With self-service checkouts having become an integral feature of modern supermarkets and consumers increasingly forgoing the high street in favour of online shopping, it is no secret that the retail industry is being increasingly disrupted by technology.
The tech-driven transformation of retail looks set to continue. The 2019 Harvey Nash/KPMG CIO Survey, the largest technology leadership survey in the world, revealing that UK retail is set to lose more than half a million jobs to robots.
In contrast to supermarkets and electronic stores, however, fashion is one aspect of retail that is less predisposed to robots fully taking over the jobs of humans. Here are three reasons why:
Fashion is inherently personal: one person’s tastes can be entirely different to another’s. Therefore, a human element of retail is required in both trend and product decisions, as well as on the shop floor, where human assistants help consumers find products to match their individual tastes.
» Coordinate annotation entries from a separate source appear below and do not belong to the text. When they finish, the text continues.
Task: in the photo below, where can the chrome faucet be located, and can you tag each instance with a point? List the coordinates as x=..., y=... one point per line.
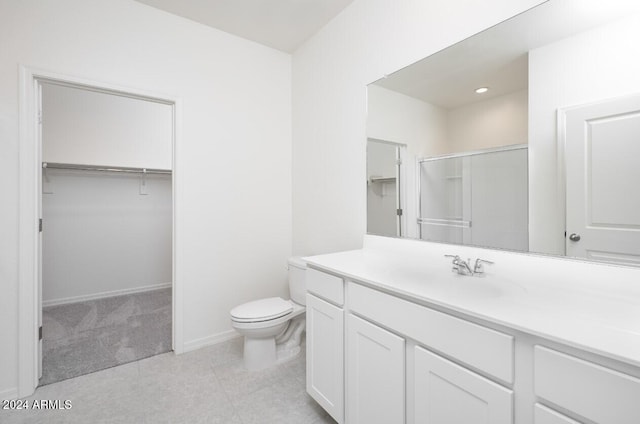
x=478, y=268
x=462, y=267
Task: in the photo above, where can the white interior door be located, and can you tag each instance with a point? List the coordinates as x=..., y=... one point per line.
x=602, y=145
x=39, y=178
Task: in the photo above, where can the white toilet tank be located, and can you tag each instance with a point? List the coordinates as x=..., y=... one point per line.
x=297, y=284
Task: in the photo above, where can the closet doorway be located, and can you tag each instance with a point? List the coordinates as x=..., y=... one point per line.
x=106, y=233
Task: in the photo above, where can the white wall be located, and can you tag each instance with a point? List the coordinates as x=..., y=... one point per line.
x=102, y=237
x=94, y=128
x=234, y=152
x=392, y=116
x=499, y=121
x=596, y=65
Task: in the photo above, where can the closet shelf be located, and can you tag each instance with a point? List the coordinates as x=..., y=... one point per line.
x=78, y=167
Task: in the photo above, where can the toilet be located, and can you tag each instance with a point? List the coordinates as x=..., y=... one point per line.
x=272, y=327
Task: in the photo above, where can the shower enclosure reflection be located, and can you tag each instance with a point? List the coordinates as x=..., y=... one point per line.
x=477, y=198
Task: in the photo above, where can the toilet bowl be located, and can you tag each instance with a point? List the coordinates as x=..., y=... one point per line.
x=272, y=327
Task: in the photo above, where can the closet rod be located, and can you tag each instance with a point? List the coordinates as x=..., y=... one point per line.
x=52, y=165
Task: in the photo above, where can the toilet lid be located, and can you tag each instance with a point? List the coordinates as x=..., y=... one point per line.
x=261, y=310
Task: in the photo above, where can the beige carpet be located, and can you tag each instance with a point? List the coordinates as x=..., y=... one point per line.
x=80, y=338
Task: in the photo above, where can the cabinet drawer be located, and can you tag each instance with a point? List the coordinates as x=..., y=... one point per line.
x=482, y=348
x=592, y=391
x=544, y=415
x=326, y=286
x=448, y=393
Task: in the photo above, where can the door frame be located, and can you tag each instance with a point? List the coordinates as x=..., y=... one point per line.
x=29, y=174
x=401, y=178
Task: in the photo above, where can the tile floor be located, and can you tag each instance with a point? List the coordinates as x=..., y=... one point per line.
x=205, y=386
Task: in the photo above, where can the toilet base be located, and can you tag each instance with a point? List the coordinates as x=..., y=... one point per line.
x=260, y=353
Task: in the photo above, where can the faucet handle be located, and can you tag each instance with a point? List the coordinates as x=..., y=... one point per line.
x=478, y=268
x=455, y=262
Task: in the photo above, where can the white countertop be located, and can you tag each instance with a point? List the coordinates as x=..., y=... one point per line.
x=568, y=307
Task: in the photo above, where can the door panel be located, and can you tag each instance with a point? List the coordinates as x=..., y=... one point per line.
x=602, y=143
x=446, y=393
x=375, y=374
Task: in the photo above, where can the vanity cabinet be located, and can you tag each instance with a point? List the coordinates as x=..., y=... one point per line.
x=379, y=356
x=589, y=390
x=325, y=342
x=445, y=392
x=375, y=374
x=544, y=415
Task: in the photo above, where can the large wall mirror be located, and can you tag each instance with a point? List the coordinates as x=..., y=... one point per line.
x=523, y=137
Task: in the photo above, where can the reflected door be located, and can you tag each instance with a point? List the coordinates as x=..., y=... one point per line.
x=603, y=196
x=384, y=210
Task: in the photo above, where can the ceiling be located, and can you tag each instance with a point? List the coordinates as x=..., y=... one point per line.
x=281, y=24
x=498, y=57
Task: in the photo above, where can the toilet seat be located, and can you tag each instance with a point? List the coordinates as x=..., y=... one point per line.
x=261, y=310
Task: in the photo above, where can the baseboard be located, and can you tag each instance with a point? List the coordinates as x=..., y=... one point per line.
x=210, y=340
x=94, y=296
x=9, y=394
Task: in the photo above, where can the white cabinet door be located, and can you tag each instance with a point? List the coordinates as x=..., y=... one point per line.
x=325, y=356
x=375, y=374
x=446, y=393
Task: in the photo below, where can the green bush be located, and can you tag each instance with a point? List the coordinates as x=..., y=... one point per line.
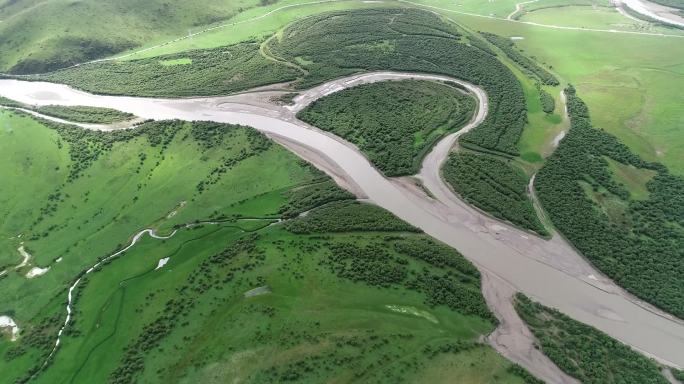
x=494, y=186
x=345, y=42
x=528, y=65
x=394, y=123
x=644, y=250
x=584, y=352
x=211, y=72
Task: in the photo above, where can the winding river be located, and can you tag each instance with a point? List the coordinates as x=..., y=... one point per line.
x=550, y=271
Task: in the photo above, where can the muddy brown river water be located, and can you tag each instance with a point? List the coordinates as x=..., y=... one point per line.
x=549, y=271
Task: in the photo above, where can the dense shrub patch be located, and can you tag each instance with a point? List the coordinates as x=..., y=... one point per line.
x=81, y=114
x=348, y=216
x=528, y=65
x=584, y=352
x=394, y=123
x=375, y=265
x=494, y=186
x=643, y=251
x=340, y=43
x=547, y=101
x=311, y=196
x=212, y=72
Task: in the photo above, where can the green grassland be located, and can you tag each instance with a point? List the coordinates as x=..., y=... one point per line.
x=393, y=123
x=584, y=352
x=339, y=302
x=642, y=72
x=252, y=24
x=45, y=35
x=195, y=73
x=591, y=17
x=78, y=195
x=623, y=213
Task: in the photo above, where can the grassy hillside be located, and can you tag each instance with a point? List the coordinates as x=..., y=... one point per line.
x=393, y=123
x=623, y=213
x=38, y=36
x=194, y=73
x=243, y=297
x=644, y=72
The “traditional” way of buying fashion items – finding and touching a product, and trying it on before deciding whether or not to make the purchase – is void from online shopping.
It could be argued that the need to visit high street stores, have face-to-face interaction with shop assistants and experience the personal nature of shopping, means machines will never fully surpass the human element of shopping for fashion items.
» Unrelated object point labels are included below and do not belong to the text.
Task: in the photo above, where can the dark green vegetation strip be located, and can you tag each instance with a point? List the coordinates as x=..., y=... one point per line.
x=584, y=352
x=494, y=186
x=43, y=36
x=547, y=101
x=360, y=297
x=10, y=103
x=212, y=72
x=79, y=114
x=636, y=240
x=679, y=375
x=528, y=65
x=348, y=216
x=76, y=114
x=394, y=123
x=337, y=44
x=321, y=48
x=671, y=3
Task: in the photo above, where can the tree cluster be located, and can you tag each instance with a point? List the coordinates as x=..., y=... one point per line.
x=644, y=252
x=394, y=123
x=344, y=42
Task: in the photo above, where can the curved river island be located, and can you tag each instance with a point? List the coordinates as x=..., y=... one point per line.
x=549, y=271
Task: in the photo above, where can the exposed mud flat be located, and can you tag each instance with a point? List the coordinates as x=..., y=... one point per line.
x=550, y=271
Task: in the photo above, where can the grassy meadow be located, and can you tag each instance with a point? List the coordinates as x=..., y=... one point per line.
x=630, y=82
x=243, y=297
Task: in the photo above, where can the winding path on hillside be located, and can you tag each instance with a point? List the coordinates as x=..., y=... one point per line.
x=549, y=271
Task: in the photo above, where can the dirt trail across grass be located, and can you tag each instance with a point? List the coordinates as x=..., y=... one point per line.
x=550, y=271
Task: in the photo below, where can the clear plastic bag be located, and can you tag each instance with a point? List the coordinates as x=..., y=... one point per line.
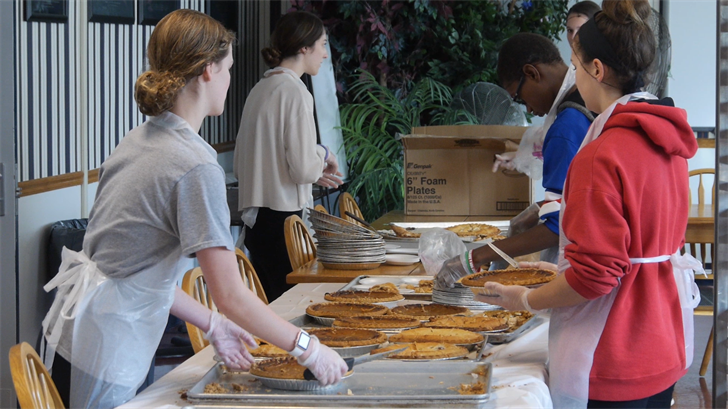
x=436, y=247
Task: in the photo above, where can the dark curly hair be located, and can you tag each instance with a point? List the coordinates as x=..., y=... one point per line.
x=522, y=49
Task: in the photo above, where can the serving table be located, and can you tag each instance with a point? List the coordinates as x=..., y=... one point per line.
x=519, y=373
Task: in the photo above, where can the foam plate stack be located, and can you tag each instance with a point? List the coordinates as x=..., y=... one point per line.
x=342, y=245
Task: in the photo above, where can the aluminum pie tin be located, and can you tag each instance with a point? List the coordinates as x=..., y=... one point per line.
x=349, y=352
x=299, y=384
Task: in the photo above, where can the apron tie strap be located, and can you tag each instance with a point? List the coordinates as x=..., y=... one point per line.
x=78, y=278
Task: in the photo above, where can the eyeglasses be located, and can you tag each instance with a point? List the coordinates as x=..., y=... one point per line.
x=516, y=97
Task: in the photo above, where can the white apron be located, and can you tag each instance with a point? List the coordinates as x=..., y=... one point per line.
x=574, y=332
x=117, y=326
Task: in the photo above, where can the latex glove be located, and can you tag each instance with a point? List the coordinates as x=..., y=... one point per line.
x=330, y=180
x=324, y=363
x=453, y=269
x=541, y=265
x=229, y=341
x=505, y=161
x=510, y=297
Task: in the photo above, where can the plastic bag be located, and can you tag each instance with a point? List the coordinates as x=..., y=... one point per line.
x=436, y=247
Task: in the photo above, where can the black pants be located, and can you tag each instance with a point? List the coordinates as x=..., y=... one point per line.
x=661, y=400
x=266, y=243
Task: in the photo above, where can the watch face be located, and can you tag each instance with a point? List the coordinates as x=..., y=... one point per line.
x=304, y=340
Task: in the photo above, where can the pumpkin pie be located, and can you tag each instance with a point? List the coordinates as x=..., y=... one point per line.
x=425, y=311
x=345, y=309
x=266, y=349
x=348, y=337
x=363, y=296
x=474, y=229
x=448, y=335
x=377, y=322
x=423, y=287
x=278, y=368
x=477, y=323
x=386, y=287
x=516, y=276
x=425, y=350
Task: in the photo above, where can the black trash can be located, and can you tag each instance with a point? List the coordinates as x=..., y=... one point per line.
x=68, y=233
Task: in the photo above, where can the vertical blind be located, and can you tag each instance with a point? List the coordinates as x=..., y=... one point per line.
x=47, y=89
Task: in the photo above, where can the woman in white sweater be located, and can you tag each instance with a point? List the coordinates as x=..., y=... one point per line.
x=276, y=155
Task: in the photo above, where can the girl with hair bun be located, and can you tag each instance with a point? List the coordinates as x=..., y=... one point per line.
x=161, y=198
x=577, y=15
x=621, y=331
x=276, y=156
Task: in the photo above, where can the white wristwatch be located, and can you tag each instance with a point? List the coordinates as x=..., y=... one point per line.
x=302, y=342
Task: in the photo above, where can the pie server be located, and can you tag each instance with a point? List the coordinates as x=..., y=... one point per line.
x=350, y=362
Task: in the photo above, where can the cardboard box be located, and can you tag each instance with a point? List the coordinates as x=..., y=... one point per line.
x=448, y=171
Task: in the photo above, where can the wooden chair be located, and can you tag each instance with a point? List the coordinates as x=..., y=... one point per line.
x=194, y=284
x=300, y=245
x=33, y=383
x=250, y=277
x=321, y=209
x=348, y=204
x=700, y=250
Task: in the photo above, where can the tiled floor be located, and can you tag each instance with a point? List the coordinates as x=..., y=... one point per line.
x=692, y=391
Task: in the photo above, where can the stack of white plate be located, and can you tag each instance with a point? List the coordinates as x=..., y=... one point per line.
x=460, y=295
x=343, y=245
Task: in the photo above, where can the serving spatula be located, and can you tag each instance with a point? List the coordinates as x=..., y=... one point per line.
x=351, y=362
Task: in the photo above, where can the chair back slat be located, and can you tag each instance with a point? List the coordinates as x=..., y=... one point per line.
x=348, y=204
x=34, y=386
x=250, y=277
x=299, y=243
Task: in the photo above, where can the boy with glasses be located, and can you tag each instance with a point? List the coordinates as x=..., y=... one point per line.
x=530, y=68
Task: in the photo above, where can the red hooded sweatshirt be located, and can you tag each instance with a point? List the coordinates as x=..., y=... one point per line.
x=626, y=196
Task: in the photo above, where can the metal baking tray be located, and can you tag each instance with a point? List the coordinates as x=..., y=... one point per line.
x=396, y=280
x=390, y=383
x=505, y=337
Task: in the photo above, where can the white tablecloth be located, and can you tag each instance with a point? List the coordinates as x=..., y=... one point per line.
x=519, y=374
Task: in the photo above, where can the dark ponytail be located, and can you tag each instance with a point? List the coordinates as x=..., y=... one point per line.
x=622, y=39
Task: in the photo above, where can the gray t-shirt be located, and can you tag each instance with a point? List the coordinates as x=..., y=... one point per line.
x=161, y=189
x=161, y=194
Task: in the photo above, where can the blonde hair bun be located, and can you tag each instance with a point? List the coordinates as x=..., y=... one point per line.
x=155, y=91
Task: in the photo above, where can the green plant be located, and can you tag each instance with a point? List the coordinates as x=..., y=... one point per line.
x=372, y=126
x=455, y=42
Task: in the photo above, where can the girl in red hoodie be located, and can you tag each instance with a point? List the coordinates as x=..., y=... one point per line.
x=621, y=319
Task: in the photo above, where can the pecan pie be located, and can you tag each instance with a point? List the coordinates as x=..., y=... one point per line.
x=470, y=323
x=425, y=311
x=279, y=368
x=425, y=350
x=377, y=322
x=514, y=319
x=448, y=335
x=363, y=296
x=348, y=337
x=266, y=349
x=345, y=309
x=516, y=276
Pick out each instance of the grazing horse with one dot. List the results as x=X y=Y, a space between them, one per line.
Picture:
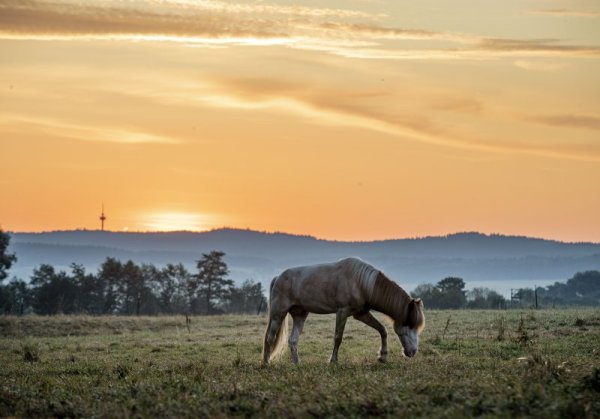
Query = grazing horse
x=349 y=287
Great fashion design comes from the inspiration, creativity and talent of fashion designers. Robots might be able to cut and sew fabric, and artificial intelligence algorithms might be able to predict style trends, but when it comes to designing clothing, the human touch is still irreplaceable.
Getting the right mix
The savviest of fashion retailers are getting the mix right between using innovative technology and maintaining traditional retail practices delivered by people.
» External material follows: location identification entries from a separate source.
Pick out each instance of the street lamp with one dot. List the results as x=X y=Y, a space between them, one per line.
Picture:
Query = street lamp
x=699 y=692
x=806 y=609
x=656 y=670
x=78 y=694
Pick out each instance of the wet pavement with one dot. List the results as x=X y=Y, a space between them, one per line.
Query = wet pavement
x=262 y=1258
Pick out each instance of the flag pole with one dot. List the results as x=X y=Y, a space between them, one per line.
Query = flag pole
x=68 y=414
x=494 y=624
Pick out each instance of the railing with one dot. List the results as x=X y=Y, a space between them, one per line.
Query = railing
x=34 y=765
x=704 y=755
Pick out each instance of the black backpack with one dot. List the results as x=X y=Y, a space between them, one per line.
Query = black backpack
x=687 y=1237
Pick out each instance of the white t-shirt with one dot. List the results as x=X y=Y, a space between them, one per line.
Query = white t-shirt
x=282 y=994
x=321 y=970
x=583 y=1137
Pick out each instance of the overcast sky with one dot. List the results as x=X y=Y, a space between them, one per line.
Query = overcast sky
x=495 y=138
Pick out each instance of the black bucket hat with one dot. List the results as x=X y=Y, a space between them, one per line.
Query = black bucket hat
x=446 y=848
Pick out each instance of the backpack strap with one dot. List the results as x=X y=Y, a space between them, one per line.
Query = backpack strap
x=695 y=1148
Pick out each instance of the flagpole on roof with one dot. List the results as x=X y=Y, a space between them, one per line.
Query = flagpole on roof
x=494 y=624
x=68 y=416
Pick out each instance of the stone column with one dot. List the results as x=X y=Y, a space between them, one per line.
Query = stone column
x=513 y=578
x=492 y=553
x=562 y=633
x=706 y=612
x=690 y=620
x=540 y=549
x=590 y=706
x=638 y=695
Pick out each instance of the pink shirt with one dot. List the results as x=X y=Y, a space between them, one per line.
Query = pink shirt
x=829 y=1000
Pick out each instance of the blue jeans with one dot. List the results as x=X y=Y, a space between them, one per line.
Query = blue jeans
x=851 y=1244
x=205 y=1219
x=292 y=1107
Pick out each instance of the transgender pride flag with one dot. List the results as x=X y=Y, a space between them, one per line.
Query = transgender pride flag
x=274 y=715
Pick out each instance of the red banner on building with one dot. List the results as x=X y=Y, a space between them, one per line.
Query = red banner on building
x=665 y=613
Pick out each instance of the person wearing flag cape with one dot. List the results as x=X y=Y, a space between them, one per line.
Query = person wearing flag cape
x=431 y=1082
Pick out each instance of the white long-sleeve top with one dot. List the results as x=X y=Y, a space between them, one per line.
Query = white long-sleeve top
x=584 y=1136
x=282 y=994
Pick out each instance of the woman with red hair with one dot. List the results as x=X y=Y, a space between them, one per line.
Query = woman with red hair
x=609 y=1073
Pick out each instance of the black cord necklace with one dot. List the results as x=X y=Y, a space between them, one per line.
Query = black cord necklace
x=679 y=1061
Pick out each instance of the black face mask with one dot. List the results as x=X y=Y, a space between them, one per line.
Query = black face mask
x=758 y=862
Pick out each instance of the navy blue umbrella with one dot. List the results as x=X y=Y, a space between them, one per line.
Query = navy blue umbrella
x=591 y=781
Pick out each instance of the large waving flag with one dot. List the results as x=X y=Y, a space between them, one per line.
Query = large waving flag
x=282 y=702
For example, using clever AI algorithms can help retailers tailor product recommendations and create collections consumers want to buy. AI-powered tools can help fashion retailers manage inventory in a more streamlined and efficient manner.
Asos uses AI “Fit Assistant” technology, which involves a platform that goes through a database of item information and purchase histories, to find the right fit for a customer. H&M uses AI and data to analyse receipts, and keep popular items well stocked.
However, Primark is a well-known fashion store on the high street of virtually every city in the UK, yet it has no ecommerce operation. Is this evidence that customers still love the thrill of finding a great item on a shopping trip?
Zalando, the European ecommerce retailer, is astutely combining technology and tradition. The company was founded by start-up and technology-savvy individuals, who realised their systems and processes did not include a human element to decide trends. Subsequently, Zalando went on to hire people with diverse retail backgrounds (F&F, M&S, Hunkemoller, Matchesfashion and Adidas) into their product teams.
To fulfil the omnichannel demand, and to help streamline data and operations, the shrewdest of retailers are appointing those with technology skills to help create innovative products and systems, as well as those with the creativity, inspiration and personability to reach out to the “softer”, more human side of fashion.